Who Is To Blame? The Government or Lazy Reporters?

More propaganda coming from the Bush administration... To me, there are two issues here. First and foremost, there's a big difference between a video news release and a pre-produced segment that appears to be editorial. The former tends to run on stations with some editing and input. The latter does not. We need to ask ourselves whether or not the government should be in the business of producing propaganda that is likely to run unedited on TV stations, with the appearance of a hard news story.

The second issue deals with the laziness of the MSM. From my journalism days, I remember the dynamic at work here. Early on in my training (B.A. in Journalism and Mass Communications from Washington & Lee University), I was exposed to the process that makes it easy for such things to infiltrate legitimate news reporting. And the structures within news departments continue to allow for it. In one journalism class, each student was assigned a beat. Regardless of what was happening on that beat, student reporters were responsible for 3-5 stories per week within that beat. I remember being assigned to the "Community" beat during weeks when very little of importance was going on and it was difficult to find 3-5 things to write about in a week. At the same time, I also remember being assigned to "Cops and Courts" when there was a major murder trial going on, plus all the arrests, court actions and whatnot that are typical of a college town. On Cops and Courts, there was never a lack of things to write about and working that beat often entailed making big decisions about what was newsworthy and what wasn't. I followed that big murder trial for weeks and wrote a huge story when the verdict was delivered, which soaked up much of my available time and made it very difficult to write about other goings-on during that time.

The point is, the dynamics involved in allocating a reporter's time and the limits on time that reporters can spend on stories is something that can be taken advantage of.
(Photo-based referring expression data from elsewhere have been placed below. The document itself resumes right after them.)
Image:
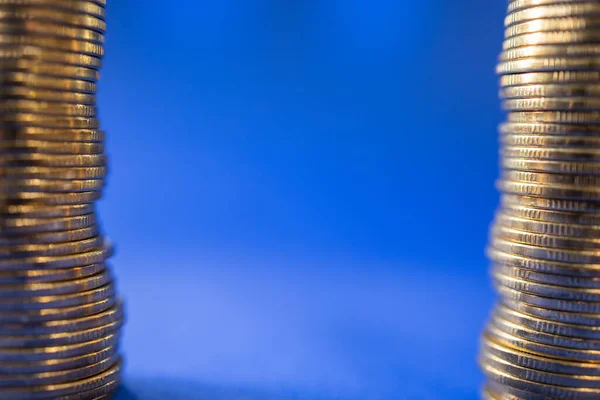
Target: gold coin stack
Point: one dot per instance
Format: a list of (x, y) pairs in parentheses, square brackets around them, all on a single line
[(59, 315), (543, 337)]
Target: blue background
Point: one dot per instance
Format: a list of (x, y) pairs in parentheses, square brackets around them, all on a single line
[(300, 193)]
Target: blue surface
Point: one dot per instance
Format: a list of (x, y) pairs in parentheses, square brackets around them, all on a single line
[(300, 195)]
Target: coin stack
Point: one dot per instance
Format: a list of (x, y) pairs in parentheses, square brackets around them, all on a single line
[(543, 337), (59, 315)]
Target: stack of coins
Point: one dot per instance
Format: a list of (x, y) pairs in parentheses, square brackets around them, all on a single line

Often, both in my training and in working for real-life newspapers, what was written during the week and what eventually runs in the paper are two very different things. Sometimes stories need to be bumped for whatever reason (need more fact-checking, additional reporting needed, etc.) and sometimes space needs to be filled. Sometimes, in allocating a reporter's time, something gets ignored that ought to merit a story. When there's space to fill or there's something that escaped attention, news releases come in handy.

There were many times during my training where I'd have two larger stories an hour before deadline and needed something quickly, which is when news releases came in handy. You could take a news release and gather all the relevant facts, make a couple phone calls and have a quickie story ready for publication that requires little effort. Sometimes "little effort" appeals to a reporter on deadline who needs to fill some space.

The dynamic isn't much different in broadcast. The time constraints are more stringent, and your subject matter is limited to whatever footage you might have, which may even make the problem worse. And then along comes this 90 seconds of produced footage from the government on something topical and relevant. The temptation must be overwhelming at times.

I don't want to excuse the mainstream news media here, but in an age of "better, faster, cheaper" I can see how some of these pre-produced news releases end up on the air. Shame on lazy reporters and editors for running them, but sometimes one is limited by what one can accomplish with limited reporting resources and whatnot. Reporters and editors surely shoulder much of the blame here.

The Bush administration shows remarkable knowledge of the workings of the press and how to get propaganda on the air. The big question, of course, is whether taxpayer dollars should be used in an attempt to blur the line between advertising/PR and editorial. I'd suggest that any video news releases should conform to a standard wherein stock footage is provided and talking points disseminated, but nothing that could be used to lend the appearance of a legit news reporter actually having produced the segment.

One other thing to consider here, which is that television is largely a linear medium, meaning that folks can tune in at various points during a segment and completely miss any warnings (should there be any) that content comes from the government and wasn't produced by the station or network. The only way to solve this problem would be to provide a persistant video message that indicates the source and runs throughout the segment. Not that I've ever seen any warnings, persistent or otherwise, that a video segment was produced by the Department of Agriculture or Defense or whatever...

One thing's for sure. The system isn't working here. There's a breakdown in the news filters we all depend on, and there's also a breakdown in the ethics of the current administration with regard to passing off propaganda as legit news content. This problem can exist only in situations where both of these things are broken. Fix one or the other and the problem goes away.